Context Tuning for In-Context Optimization
This addresses the need for efficient and effective lightweight adaptation methods for large language models, though it is incremental over existing prompt-based techniques.
The paper tackles the problem of improving few-shot adaptation of language models without fine-tuning by introducing Context Tuning, which initializes trainable prompts with task-specific examples to leverage in-context learning, resulting in competitive accuracy to Test-Time Training with higher efficiency across benchmarks like CrossFit and MMLU.
We introduce Context Tuning, a simple and effective method to significantly enhance few-shot adaptation of language models (LLMs) without fine-tuning model parameters.
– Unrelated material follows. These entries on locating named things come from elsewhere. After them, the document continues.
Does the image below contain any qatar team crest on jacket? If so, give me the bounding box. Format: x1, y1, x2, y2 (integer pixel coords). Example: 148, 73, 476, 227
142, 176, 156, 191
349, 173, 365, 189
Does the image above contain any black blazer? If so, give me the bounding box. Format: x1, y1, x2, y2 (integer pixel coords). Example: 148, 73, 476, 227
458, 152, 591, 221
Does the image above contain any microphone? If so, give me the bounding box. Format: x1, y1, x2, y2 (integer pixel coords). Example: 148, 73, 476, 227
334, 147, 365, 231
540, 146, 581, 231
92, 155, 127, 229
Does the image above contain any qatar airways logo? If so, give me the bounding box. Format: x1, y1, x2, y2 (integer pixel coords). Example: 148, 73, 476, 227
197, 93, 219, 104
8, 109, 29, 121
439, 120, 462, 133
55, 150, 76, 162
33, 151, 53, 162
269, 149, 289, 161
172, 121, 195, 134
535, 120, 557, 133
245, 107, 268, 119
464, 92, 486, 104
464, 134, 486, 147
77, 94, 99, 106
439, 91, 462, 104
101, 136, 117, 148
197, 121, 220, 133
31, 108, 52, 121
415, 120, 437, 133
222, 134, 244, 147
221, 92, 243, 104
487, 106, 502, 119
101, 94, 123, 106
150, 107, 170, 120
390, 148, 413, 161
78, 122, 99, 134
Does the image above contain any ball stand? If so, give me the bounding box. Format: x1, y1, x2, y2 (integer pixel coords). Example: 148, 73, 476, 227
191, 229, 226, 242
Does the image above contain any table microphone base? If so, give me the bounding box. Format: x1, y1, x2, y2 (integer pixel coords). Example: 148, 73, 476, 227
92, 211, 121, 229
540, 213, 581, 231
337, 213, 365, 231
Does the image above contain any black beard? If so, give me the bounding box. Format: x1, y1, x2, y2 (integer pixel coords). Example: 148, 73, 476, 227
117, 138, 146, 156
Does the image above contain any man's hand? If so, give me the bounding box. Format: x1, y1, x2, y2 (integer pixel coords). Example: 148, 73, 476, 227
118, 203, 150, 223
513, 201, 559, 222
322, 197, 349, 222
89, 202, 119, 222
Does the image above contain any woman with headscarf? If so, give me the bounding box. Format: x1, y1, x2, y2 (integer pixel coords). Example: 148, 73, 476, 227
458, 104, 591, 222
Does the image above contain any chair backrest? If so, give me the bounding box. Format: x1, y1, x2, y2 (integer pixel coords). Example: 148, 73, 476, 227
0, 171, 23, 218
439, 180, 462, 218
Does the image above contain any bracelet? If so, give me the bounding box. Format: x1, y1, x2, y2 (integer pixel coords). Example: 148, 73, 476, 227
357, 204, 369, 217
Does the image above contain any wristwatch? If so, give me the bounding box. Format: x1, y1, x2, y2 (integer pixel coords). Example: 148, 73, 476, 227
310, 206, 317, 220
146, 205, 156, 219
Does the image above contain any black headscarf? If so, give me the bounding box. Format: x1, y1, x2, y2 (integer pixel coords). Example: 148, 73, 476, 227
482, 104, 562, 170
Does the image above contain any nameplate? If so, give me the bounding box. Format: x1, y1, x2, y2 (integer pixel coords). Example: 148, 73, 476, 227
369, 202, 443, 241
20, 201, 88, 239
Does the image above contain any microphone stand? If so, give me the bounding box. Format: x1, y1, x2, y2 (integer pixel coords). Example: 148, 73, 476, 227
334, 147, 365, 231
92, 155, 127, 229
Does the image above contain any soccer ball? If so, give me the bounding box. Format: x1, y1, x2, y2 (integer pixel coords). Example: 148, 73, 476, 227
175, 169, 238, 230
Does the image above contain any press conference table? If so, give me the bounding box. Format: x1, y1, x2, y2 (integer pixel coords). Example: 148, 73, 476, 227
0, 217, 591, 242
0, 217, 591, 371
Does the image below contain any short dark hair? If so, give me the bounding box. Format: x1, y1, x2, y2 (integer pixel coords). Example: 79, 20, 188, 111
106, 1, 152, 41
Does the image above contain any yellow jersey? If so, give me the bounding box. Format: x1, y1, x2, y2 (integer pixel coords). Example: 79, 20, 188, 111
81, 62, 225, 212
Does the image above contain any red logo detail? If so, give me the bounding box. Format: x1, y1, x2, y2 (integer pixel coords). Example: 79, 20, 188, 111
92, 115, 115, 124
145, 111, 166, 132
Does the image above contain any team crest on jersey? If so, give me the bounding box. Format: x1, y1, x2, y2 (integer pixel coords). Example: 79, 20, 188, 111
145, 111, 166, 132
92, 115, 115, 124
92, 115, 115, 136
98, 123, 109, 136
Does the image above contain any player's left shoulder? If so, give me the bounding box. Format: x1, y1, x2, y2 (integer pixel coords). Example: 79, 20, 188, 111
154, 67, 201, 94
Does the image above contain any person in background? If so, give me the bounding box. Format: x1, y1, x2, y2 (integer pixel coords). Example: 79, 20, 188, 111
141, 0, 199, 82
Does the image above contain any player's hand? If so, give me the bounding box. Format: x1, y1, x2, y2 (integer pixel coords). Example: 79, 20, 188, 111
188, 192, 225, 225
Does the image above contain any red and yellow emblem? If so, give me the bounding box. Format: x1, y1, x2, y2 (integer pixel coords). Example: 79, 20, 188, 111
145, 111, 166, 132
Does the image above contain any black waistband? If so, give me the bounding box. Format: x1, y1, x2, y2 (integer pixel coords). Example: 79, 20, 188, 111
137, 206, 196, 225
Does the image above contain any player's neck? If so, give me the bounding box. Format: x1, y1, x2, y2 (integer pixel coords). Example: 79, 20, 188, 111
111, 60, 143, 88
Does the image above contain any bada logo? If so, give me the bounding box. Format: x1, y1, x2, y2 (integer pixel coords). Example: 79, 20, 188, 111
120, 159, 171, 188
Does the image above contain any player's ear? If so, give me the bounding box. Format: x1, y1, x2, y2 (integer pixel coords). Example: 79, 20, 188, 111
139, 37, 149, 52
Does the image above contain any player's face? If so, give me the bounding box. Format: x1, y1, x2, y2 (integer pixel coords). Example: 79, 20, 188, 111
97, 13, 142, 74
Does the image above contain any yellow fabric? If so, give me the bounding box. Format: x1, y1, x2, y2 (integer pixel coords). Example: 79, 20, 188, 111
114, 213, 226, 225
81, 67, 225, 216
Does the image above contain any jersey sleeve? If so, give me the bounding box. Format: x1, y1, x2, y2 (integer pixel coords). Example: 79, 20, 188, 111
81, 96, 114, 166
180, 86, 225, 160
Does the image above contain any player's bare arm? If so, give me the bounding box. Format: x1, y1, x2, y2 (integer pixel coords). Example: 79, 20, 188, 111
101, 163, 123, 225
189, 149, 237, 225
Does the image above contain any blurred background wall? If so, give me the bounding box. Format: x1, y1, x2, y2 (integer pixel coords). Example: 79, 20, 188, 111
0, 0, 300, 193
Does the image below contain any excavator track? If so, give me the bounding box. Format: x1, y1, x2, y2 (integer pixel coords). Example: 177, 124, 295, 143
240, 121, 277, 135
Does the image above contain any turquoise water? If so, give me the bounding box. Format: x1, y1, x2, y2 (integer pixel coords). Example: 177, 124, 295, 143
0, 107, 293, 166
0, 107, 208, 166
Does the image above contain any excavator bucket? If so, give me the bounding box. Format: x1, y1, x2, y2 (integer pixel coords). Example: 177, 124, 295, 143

While prompt-based adaptation techniques have demonstrated the effectiveness of lightweight adaptation methods for LLMs, they typically initialize a trainable prompt or prefix with irrelevant tokens for the task at hand. In contrast, Context Tuning initializes the trainable prompt or prefix with task-specific demonstration examples, leveraging the model's inherent In-Context Learning (ICL) ability to extract relevant information for improved few-shot learning performance. Extensive evaluations on benchmarks such as CrossFit, UnifiedQA, MMLU, BIG-Bench Hard, and ARC demonstrate that Context Tuning outperforms traditional prompt-based adaptation methods and achieves competitive accuracy to Test-Time Training with significantly higher training efficiency.